Dice Tom Wolfe que el último refugio de un columnista es hablar de la programación televisiva. No estoy de acuerdo con él: el verdadero último refugio de quienes nos dedicamos a esto es la necrológica, un género muy agradecido que consiste en escribir sobre personas que ya no pueden ni desmentir tus argumentos ni quejarse por lo que digas de ellas. Por eso hay tantos periodistas campando en la nota de condolencia y el panegírico apasionado. Hablar bien de alguien que se ha ido es en el fondo muy fácil. Quizá por eso procuré huir del género, pero -según pasan los años- cada vez me es más difícil. Porque ya no se mueren los otros: la primera señal es cuando muere un pariente cercano -tu padre, un hermano mayor- y descubres que has abandonado la confortable zona de distancia de la muerte que es la edad adulta, para entrar sin remedio en lo que a los que peinamos poco pelo y muchas canas nos gusta llamar madurez, y que otros más lúcidos -mi amigo Percival- prefieren calificar de ancianidad.

Es en esta etapa de la vida cuando empieza a morírsenos la gente conocida. A veces son también familia, o viejos amores, o amigos de verdad, a los que la lotería de la parca adelantó la fecha de partida: esas concretas muertes son balas que pasan a tu lado silbando y te perturban y te arrancan girones de ti mismo sin rozarte siquiera, mientras sientes que se va agostando el paisaje íntimo de tus afectos.
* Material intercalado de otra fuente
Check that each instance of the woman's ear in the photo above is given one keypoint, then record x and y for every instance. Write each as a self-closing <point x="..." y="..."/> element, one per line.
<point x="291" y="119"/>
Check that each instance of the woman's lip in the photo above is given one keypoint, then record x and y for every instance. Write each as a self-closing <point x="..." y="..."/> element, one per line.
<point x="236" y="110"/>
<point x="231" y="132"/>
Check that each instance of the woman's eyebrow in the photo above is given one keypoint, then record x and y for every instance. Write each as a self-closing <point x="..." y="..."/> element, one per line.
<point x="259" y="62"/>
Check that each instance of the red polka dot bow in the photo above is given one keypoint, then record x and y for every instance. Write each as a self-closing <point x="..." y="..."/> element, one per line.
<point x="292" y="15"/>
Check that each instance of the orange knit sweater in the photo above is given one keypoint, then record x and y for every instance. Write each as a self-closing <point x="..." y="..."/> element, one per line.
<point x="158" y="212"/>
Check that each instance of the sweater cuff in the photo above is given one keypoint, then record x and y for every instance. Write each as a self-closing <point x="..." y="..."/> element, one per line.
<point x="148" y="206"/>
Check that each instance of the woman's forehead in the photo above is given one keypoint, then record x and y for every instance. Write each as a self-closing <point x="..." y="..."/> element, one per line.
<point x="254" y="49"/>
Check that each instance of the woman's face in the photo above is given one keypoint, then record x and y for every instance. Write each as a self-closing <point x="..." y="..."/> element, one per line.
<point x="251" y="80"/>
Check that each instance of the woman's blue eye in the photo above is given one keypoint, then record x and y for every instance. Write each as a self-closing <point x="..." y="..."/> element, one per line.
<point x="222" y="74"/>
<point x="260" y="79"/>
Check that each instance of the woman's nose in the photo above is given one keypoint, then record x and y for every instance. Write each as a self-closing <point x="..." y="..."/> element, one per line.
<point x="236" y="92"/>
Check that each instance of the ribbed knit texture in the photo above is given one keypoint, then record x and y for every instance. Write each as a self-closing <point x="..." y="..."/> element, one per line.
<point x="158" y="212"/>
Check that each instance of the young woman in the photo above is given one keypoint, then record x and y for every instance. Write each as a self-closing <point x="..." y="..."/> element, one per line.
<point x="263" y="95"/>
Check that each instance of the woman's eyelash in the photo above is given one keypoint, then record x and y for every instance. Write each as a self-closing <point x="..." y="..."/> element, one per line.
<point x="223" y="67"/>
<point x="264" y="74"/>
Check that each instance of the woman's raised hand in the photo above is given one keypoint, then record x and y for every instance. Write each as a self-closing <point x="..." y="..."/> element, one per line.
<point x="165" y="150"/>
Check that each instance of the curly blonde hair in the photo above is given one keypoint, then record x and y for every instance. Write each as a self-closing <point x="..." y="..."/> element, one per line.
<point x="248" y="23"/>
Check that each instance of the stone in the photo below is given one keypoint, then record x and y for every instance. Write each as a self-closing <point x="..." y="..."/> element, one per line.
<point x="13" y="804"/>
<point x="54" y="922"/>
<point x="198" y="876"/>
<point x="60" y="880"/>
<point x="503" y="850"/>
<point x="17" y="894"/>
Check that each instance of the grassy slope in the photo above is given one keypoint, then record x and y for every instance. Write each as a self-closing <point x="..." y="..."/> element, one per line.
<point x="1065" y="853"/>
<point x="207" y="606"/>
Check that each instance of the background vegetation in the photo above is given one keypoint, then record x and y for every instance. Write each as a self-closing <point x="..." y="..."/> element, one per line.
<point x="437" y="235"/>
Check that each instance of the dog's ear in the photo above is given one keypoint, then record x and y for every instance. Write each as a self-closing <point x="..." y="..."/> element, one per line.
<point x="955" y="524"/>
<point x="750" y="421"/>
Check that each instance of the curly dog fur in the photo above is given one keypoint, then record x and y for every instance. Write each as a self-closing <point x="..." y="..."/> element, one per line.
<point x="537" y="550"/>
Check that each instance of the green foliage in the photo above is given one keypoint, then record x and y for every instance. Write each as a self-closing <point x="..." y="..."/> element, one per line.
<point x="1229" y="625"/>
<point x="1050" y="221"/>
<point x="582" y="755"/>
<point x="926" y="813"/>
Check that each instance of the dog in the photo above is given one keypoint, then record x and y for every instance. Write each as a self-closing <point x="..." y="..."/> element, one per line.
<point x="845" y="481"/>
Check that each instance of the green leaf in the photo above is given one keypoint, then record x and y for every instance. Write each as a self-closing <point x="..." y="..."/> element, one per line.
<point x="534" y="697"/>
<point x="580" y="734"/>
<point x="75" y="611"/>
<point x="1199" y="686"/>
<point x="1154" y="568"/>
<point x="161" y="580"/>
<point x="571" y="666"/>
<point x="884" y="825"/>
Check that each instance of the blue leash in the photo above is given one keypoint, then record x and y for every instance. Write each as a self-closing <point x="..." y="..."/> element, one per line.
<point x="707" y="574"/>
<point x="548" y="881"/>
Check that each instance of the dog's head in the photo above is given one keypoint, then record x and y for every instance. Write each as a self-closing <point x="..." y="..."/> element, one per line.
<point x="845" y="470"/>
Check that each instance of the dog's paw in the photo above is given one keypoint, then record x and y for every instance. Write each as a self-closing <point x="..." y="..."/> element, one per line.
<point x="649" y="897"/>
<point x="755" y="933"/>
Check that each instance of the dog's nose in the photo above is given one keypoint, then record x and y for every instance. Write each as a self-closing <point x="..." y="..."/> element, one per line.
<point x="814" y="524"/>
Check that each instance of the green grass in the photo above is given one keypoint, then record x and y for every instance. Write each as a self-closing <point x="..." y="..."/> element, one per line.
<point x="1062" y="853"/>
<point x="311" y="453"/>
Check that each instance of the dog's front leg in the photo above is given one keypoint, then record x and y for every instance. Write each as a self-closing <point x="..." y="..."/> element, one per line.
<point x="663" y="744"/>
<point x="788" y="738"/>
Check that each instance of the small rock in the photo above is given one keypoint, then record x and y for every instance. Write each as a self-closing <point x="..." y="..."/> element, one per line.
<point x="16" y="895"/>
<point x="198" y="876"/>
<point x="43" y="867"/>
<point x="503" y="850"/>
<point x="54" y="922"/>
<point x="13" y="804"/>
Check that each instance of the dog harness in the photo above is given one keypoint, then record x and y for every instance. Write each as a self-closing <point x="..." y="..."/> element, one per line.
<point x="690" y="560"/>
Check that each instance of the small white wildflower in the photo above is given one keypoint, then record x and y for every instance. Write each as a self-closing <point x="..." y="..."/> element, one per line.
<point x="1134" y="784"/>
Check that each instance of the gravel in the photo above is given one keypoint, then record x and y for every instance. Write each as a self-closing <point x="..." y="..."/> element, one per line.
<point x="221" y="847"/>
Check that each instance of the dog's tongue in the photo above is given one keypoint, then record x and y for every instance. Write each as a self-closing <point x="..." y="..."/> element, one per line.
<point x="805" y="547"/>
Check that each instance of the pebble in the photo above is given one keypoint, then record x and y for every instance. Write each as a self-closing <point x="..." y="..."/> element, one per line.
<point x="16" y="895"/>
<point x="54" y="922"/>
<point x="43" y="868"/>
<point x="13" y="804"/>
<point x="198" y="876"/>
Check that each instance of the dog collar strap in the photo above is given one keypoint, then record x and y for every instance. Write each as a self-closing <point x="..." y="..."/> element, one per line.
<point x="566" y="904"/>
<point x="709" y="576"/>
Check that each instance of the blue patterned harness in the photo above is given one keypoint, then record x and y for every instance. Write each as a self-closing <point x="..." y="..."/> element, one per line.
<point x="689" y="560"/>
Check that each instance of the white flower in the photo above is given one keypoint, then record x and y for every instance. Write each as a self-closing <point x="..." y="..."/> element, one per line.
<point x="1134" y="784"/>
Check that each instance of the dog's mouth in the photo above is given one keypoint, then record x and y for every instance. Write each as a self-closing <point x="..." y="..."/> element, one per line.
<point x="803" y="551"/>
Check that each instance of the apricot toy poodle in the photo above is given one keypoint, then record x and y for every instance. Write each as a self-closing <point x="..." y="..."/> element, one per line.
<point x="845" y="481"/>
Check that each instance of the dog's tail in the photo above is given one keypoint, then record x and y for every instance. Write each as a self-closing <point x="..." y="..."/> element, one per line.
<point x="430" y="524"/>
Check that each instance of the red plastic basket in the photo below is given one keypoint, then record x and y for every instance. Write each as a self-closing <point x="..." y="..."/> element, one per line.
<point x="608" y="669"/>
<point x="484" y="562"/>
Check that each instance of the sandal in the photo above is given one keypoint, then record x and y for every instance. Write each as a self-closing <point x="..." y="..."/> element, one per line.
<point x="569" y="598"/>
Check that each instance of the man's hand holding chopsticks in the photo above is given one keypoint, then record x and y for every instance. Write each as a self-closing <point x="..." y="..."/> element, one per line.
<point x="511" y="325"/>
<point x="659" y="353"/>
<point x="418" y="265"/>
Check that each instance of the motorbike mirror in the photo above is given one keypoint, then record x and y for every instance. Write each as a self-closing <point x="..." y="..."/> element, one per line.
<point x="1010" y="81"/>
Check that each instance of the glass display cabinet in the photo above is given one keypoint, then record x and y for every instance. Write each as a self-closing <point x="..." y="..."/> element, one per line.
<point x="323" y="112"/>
Te consuelas rumiando que tu propio ser es inmune y escapará durante algunas décadas más a esos disparos sin rumbo. La vida tiene muchas distracciones para obviar el pensar que todo acaba alguna vez, y aquí el que no se consuela es porque no sabe cómo hacerlo...

Después están los muertos elegidos, que encienden con su partida señales menores de tu propia existencia. Celebras su muerte con un reconocimiento tibio y lejano de tu propia humanidad: suelen ser gente mayor que quizá no conociste muy bien, pero con la que te rozaste alguna vez, tropa de una senectud amable o quizá admirada que de alguna forma estuvo en tu propia vida sin llegar a tratar demasiado contigo: un escritor que te influyó, un líder en quien creíste, un profesor que te enseñó, la madre de un amigo que cuando eras niño hablaba contigo al traeros la merienda. Son muertos queridos de baja intensidad que también van amontonándose sobre las ruinas de la vida.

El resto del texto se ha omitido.